242. "If a controversy arise betwixt a prince and some of the people in a matter where the law is silent or doubtful, and the thing be of great consequence, I should think the proper umpire in such a case should be the body of the people. For in such cases where the prince hath a trust reposed in him, and is dispensed from the common, ordinary rules of the law, there, if any men find themselves aggrieved, and think the prince acts contrary to, or beyond that trust, who so proper to judge as the body of the people (who at first lodged that trust in him) how far they meant it should extend? But if the prince, or whoever they be in the administration, decline that way of determination, the appeal then lies nowhere but to Heaven. Force between either persons who have no known superior on earth or, which permits no appeal to a judge on earth, being properly a state of war, wherein the appeal lies only to heaven; and in that state the injured party must judge for himself when he will think fit to make use of that appeal and put himself upon it. "

And he concludes his work:

"243. To conclude. The power that every individual gave the society when he entered into it can never revert to the individuals again, as long as the society lasts, but will always remain in the community; because without this there can be no community—no commonwealth, which is contrary to the original agreement;" [Verse: 243]
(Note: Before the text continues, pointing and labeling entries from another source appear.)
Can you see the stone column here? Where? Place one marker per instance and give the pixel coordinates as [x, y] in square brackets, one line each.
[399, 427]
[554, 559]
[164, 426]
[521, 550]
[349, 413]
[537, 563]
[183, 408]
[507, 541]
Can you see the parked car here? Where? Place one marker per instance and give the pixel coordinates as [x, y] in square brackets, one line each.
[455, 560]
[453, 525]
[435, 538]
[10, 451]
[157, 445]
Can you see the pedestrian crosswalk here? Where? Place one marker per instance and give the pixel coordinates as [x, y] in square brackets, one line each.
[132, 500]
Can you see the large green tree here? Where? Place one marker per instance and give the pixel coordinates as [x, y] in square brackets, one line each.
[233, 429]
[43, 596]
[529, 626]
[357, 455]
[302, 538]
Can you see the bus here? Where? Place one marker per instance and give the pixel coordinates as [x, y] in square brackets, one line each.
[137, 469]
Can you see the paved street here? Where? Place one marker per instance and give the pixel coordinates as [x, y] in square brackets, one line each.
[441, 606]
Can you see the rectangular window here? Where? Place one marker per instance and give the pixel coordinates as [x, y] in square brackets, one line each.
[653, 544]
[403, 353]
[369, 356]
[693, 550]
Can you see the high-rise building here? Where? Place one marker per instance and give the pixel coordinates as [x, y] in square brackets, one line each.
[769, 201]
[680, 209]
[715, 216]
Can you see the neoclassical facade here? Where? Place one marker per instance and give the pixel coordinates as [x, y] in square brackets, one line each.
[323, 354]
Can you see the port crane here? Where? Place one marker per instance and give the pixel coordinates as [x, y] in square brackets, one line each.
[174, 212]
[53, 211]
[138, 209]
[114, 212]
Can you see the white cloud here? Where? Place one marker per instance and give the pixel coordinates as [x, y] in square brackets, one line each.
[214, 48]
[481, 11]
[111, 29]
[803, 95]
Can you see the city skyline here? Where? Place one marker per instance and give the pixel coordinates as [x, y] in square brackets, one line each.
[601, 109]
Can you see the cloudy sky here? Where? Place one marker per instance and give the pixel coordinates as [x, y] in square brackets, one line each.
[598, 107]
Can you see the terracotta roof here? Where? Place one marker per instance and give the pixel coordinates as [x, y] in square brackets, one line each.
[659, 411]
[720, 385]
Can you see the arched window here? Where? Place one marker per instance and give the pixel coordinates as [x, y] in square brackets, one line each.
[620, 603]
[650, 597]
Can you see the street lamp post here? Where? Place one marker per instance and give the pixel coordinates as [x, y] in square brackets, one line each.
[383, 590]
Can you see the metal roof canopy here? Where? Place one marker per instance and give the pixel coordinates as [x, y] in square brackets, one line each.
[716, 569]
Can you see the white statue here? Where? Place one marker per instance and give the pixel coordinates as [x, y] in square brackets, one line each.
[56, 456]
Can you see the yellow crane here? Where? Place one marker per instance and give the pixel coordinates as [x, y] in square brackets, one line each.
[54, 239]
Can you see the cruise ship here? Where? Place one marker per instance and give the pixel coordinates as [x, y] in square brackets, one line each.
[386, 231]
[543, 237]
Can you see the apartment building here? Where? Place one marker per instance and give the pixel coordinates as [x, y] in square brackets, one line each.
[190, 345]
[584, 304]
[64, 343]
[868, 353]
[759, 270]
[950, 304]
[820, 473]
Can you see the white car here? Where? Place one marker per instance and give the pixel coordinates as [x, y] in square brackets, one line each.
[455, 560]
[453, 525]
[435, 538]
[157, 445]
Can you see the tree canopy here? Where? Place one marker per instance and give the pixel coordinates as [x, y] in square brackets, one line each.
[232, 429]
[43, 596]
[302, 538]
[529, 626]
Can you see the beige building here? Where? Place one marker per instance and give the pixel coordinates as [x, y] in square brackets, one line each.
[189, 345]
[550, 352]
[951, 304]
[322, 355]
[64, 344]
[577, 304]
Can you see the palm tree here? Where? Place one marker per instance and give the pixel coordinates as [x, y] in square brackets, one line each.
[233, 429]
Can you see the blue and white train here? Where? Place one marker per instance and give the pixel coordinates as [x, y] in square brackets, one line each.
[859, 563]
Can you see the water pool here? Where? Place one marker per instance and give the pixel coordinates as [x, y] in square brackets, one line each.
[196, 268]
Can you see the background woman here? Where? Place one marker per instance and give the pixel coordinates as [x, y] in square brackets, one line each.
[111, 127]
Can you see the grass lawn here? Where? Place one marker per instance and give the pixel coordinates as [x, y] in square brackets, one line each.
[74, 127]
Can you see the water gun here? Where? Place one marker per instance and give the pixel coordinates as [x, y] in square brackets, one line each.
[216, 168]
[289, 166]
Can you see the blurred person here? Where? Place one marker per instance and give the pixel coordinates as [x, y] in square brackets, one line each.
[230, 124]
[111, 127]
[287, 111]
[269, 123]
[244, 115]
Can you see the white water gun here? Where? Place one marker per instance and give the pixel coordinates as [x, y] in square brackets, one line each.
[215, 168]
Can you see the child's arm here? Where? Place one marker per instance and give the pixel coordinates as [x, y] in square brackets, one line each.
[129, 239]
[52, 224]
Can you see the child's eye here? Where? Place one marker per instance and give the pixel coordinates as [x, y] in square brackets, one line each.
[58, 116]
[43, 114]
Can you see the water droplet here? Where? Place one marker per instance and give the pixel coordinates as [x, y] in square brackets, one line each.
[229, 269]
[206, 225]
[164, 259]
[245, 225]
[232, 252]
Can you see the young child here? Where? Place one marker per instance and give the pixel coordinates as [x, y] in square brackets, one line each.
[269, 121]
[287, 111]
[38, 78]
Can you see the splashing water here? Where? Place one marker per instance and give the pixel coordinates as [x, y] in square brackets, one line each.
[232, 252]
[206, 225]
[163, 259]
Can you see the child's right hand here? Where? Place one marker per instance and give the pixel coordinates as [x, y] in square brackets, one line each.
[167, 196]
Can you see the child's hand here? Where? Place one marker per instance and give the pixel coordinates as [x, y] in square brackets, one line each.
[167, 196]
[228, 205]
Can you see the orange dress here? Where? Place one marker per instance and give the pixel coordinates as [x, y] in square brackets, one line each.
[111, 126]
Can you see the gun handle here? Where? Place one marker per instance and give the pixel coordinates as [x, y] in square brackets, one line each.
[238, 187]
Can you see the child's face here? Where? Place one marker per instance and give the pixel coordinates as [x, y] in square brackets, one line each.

He was referring specifically to the Legislature, but generally to all officers of the government.

Postscript

I've written on this before, but I needed to write it down again, focusing on this piece, both to explicitly explain it and so I don't have to explain it over and over again. A friend pointed to the Peasants revolt to me more than a year ago and I didn't understand what she meant since they all were betrayed and murdered by the King in a betrayal that would do justice to the Wedding in "Game of Thrones". I continually refer to this subject so I wanted to write on it somewhere where I can quote myself. Locke's thesis should be a tautology, but the far right and it's patron aristocrats have their hands everywhere rewriting narratives in order to rebrand people who criticized them as their supporters and hijack their names to advance concepts that the authors would have opposed.